En toile de fond, le PTB. S’il ne dispose d’aucun administrateur votant chez Nethys, le parti en compte deux chez Enodia. Ceux-ci entendaient clairement remettre le débat sur la table, notamment au regard des conséquences potentielles sur l’emploi liégeois.
Car l’enjeu est de taille. Lors de la vente de VOO à Orange Belgium, il avait été convenu qu’Enodia conserverait des parts dans l’opérateur. Parts qu’elle a d’ailleurs vendue en grosse partie au fil du temps. Mais cette présence dans l’actionnariat s’accompagnait d’une forme de garantie pour l’emploi au sein des entreprises liées, directement ou indirectement, à Nethys. En clair : Le contrat de vente stipule explicitement que fermetures et licenciements collectifs sont interdits tant qu’Enodia était actionnaire de Voo Belgium.
Un vote… unanime
Dans ce contexte, le sort du call center WBCC, situé aux Hauts-Sarts et dont Nethys est l’actionnaire principal, inquiète particulièrement. En interne, certains redoutaient qu’une sortie totale d’Enodia du capital d’Orange Belgium ne fragilise rapidement les quelque 300 emplois du site.
Ce vendredi, les travailleurs retenaient donc leur souffle. Ils ont finalement été rassurés : le vote s’est soldé par un « non »… à l’unanimité.
Surprise : MR et Engagés, favorables à la vente chez Nethys, ont cette fois voté contre. Un revirement dont les raisons restent floues. Mais beaucoup y voient l’influence et le vote attendu du PTB, fermement opposé au projet, qui aurait pesé sur la décision.
Avec 6 voix contre (PS et PTB) sur 12 votants, la majorité nécessaire n’était de toute façon pas atteinte. Le MR et Les Engagés ont donc finalement suivi, ne souhaitant sans doute pas assumer le risque, voire la responsabilité politique de pertes d’emplois.
« Une victoire ! »
« Ce vote est une victoire », se réjouit Damien Robert, administrateur PTB.

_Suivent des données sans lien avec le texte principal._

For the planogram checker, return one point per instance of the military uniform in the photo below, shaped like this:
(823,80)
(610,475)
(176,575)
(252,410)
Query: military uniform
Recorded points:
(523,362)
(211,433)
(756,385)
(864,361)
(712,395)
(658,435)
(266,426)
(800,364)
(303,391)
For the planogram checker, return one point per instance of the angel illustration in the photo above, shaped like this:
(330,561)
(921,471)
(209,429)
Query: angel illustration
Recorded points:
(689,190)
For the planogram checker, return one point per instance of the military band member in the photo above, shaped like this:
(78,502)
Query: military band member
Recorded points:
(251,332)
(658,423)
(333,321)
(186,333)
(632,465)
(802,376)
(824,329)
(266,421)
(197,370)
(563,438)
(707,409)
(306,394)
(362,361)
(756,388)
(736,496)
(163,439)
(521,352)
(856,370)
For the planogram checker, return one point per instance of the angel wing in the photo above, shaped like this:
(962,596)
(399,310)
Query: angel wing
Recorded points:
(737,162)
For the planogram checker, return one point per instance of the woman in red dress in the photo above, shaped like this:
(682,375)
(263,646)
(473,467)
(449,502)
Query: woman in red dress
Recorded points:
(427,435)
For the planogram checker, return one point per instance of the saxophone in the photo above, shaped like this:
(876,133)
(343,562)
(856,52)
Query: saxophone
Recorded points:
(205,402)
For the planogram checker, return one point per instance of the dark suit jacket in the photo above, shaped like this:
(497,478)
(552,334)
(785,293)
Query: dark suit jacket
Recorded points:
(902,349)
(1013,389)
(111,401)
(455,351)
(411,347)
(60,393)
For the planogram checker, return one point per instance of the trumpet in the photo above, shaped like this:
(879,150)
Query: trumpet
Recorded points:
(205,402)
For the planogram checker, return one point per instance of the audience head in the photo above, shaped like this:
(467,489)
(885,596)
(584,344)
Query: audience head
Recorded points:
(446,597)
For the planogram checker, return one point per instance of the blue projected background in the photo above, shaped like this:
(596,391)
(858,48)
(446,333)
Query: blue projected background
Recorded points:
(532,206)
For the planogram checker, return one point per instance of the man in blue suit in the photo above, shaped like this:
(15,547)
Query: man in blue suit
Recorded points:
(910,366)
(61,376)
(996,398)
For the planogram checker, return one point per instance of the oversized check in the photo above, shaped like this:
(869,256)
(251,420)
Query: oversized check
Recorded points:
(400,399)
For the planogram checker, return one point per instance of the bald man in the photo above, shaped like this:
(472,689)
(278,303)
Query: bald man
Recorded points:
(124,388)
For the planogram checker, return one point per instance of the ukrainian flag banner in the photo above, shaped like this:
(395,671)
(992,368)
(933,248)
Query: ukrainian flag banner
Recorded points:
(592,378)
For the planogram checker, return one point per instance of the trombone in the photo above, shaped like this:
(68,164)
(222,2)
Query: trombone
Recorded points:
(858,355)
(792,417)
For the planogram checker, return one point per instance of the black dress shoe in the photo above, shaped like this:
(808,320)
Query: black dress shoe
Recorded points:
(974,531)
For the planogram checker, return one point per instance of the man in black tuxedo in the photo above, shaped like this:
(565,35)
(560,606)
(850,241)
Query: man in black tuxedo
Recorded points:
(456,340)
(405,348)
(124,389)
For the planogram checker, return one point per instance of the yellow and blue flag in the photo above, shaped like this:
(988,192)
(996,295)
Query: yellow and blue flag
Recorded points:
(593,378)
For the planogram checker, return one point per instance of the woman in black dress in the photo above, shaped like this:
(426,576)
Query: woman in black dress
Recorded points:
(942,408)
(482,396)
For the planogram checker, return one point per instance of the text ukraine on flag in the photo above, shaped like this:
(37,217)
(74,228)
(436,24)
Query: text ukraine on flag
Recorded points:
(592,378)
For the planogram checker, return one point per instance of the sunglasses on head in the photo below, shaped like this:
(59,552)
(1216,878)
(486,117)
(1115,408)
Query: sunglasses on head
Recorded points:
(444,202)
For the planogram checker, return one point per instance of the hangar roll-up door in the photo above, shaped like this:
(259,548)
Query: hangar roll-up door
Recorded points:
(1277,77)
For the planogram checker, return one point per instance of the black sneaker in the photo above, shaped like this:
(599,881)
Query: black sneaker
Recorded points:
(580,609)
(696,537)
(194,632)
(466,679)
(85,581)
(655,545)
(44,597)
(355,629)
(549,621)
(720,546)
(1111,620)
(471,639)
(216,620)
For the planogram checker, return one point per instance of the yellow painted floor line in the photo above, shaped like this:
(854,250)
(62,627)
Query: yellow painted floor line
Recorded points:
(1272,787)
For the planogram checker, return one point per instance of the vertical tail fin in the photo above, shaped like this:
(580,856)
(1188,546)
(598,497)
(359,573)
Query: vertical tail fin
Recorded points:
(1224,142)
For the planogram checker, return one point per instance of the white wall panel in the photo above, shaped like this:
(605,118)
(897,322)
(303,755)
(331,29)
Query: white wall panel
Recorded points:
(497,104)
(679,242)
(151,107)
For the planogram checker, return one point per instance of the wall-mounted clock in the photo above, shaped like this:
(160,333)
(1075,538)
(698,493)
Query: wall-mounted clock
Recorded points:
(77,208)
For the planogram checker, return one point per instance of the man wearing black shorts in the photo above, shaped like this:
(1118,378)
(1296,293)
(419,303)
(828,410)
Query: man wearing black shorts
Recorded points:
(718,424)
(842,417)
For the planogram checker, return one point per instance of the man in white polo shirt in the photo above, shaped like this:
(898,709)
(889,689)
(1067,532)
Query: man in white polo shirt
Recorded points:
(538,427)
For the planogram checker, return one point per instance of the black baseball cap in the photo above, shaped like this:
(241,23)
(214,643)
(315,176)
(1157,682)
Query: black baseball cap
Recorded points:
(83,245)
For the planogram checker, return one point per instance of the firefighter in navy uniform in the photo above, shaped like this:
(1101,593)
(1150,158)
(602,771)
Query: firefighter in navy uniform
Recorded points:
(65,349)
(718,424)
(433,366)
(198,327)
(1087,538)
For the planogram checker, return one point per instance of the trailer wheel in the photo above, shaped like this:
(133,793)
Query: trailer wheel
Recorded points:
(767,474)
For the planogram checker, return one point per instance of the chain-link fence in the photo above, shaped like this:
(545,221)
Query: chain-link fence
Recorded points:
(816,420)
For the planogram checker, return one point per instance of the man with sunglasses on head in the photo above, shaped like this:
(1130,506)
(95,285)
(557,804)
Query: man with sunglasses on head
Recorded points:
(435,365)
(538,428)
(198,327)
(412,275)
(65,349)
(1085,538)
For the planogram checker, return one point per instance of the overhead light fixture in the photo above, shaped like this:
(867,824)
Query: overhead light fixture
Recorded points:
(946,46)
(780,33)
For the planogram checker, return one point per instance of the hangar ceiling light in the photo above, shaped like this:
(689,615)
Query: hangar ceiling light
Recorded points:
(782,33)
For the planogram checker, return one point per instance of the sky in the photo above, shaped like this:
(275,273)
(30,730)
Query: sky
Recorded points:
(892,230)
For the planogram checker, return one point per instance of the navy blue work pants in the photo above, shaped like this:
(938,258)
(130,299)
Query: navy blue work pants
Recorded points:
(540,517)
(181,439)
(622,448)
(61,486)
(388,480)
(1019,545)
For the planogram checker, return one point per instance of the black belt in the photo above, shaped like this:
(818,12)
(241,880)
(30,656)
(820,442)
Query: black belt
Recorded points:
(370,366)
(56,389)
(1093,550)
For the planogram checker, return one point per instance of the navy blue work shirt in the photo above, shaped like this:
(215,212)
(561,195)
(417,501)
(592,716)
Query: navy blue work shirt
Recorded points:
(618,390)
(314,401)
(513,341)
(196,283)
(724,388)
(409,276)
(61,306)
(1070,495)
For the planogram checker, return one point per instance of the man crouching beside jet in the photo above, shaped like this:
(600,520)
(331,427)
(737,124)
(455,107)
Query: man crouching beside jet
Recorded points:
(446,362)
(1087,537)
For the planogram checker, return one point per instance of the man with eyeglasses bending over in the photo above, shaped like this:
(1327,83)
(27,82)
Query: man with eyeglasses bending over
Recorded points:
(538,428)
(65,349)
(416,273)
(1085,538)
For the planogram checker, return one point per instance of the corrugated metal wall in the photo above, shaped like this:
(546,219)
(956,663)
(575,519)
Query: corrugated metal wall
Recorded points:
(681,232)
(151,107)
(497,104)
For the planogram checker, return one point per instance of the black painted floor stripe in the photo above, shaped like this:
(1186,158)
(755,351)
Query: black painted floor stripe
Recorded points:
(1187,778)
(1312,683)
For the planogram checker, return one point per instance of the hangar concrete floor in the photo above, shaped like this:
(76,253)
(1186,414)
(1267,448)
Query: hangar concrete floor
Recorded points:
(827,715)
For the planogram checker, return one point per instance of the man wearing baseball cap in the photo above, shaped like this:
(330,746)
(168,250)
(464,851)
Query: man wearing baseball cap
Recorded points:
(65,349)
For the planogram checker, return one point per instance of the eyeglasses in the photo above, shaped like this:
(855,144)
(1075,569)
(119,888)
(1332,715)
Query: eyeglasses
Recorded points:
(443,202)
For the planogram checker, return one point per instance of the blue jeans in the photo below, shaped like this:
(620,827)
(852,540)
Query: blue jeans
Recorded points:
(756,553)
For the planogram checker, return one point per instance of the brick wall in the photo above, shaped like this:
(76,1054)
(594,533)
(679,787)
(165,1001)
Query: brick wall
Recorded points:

« Il empêche toute fermeture ou licenciement collectif au call center des Hauts-Sarts. Lors de la privatisation de Voo, nous avions été les seuls à nous y opposer en pointant les conséquences négatives. Trois ans plus tard, la pression sur l’emploi est bien réelle, avec de nombreux licenciements individuels. Heureusement, notre constance a poussé les autres partis à s’aligner sur la préservation du site ».